I could actually feel poor Butch's smile trickle away. "You guys know each other?"

Aidan and I looked at Butch, then back at each other. Did we? "Yes."

Even if I hadn't known that something was happening with me and Aidan, the way Butch treated
us was a sign: he backed off--and you could tell that ordinarily he was supercompetitive. "You
kids have fun," he said, a little subdued.

Then Aidan and I were left on our own.

"Enjoying the party?" he asked.

"No," I said. "I hate it."

"Yeah." He scanned the room, at a different eye level from me. "What's not to hate?"

Just then, a short, dark man, the sort of man who'd been my type until I'd met Aidan, butted his
way between us and asked, "Whereja get to, buddy? You just took off."

A look passed over Aidan's face: Were we ever going to be left alone? Then he smiled and said,
"Anna, meet my best buddy, Leon. Leon works with Kent, the birthday boy. And this is Leon's
wife, Dana."

Dana was about a foot taller than Leon. She had long legs, a big chest, a fall of thick multitoned
hair, and radiant, evenly tanned skin.

"Hey," she said.

"Hey," I replied.

Anxiously, Leon asked me, "It's a sucky party, right?"

"Um..."

"You're with the good guys," Aidan said. "Tell it like it is."

"Okay. It's supersucky."

"Jeez." Dana sighed and fanned her hand in front of her chest. "Let's mingle," she said to Leon.
"Sooner we start, sooner we can leave. Excuse us."

"Bail just as soon as you can't stand it," Leon told Aidan, then we were alone again.

Was it the two giggling men running off to the bathroom like a pair of schoolgirls with their little
plastic baggie or the poor six-months-away-from-rehab girls scooping out the creamed chicken
from the choux pastry horns and smearing their fronts with it that made Aidan ask, "Anna, can
we get out of here?"

Can we get out of here? I looked at him, annoyed at his presumption. All that spur-of-the-
moment, let's-do-the-relationship-right-here stuff is fine when you're nineteen, but I was thirty-
one years old. I didn't just "get out of here" with strange men.
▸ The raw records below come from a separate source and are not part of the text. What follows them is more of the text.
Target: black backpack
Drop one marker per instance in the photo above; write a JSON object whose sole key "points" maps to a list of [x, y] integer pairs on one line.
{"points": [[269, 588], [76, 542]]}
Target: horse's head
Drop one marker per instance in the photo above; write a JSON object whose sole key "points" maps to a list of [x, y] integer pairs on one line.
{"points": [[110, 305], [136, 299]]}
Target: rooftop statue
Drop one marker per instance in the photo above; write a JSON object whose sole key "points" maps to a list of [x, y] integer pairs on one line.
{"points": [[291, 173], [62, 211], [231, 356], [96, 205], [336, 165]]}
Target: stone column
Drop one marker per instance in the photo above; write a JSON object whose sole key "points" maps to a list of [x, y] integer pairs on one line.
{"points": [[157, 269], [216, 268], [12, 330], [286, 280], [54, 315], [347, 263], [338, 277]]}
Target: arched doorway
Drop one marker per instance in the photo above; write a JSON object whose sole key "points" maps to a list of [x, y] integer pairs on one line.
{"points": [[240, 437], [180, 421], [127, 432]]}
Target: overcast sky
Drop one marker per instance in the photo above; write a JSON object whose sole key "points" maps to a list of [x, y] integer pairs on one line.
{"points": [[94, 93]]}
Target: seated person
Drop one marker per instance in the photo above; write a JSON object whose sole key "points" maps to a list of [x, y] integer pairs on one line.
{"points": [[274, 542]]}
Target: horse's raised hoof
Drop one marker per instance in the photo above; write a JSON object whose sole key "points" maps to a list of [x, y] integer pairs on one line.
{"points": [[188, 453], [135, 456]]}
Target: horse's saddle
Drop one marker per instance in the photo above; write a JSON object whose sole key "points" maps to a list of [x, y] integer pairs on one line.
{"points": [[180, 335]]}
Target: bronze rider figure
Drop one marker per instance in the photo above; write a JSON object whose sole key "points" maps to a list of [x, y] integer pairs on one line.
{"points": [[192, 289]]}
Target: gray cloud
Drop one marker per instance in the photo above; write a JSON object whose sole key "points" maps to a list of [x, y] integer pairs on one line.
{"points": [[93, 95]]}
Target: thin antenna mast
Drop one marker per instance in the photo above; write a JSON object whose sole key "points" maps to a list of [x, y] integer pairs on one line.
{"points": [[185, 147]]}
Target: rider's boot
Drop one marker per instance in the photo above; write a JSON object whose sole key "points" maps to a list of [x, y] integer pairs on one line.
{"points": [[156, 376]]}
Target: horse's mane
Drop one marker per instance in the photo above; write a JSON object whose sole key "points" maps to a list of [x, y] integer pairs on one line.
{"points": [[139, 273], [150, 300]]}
I said, "Let me just tell Jacqui I'm leaving."

I found her in the kitchen, showing a cluster of rapt people how to make a proper Manhattan, and
told her I was off. But before I could leave, I had to retrieve my coat from beneath a grunting
couple having sex in Kent's bedroom. All I could see of the woman was her legs and shoes, one
of them with gum stuck to the sole.

"Which coat is it?" Aidan asked. "This one? 'Scuse us, buddy. Just need to get this--"

He tugged and the coat moved an inch, then another, then with a final yank, it slithered free and
we were out the door. On a high from our escape, we couldn't wait for the elevator, so, fueled
with more energy than we'd normally have, we belted down several flights of stairs and ran right
out into the street.

It was early October, the days were still bright but the nights were chilly. Aidan helped me on
with my coat, a midnight-blue velvet duster, painted with a silvery cityscape.

"I like your look." Aidan stood back to check me out properly. "Yeah."

I liked his, too. With the hat and the jacket and the big boots, it was very Workingman Chic. Not
that I was going to tell him. And good thing Jacqui wasn't there to hear Aidan because remarking
on my clothes was classic Feathery Stroker acting-out. (Details on Feathery Strokers to follow.)

"Just a point I'd like to clear up," I said, a little snippily. "I didn't `disappear.' I went away.
Because you didn't want to go for a drink with me, remember?"

"I did want to. I wanted you from the very moment you head-butted me. I just wasn't sure I
could have you."

"Excuse me, you head-butted me. What sort of not sure?"

"Every sort."

T wo blocks away we found a small weird underground bar, with red walls and a pool table.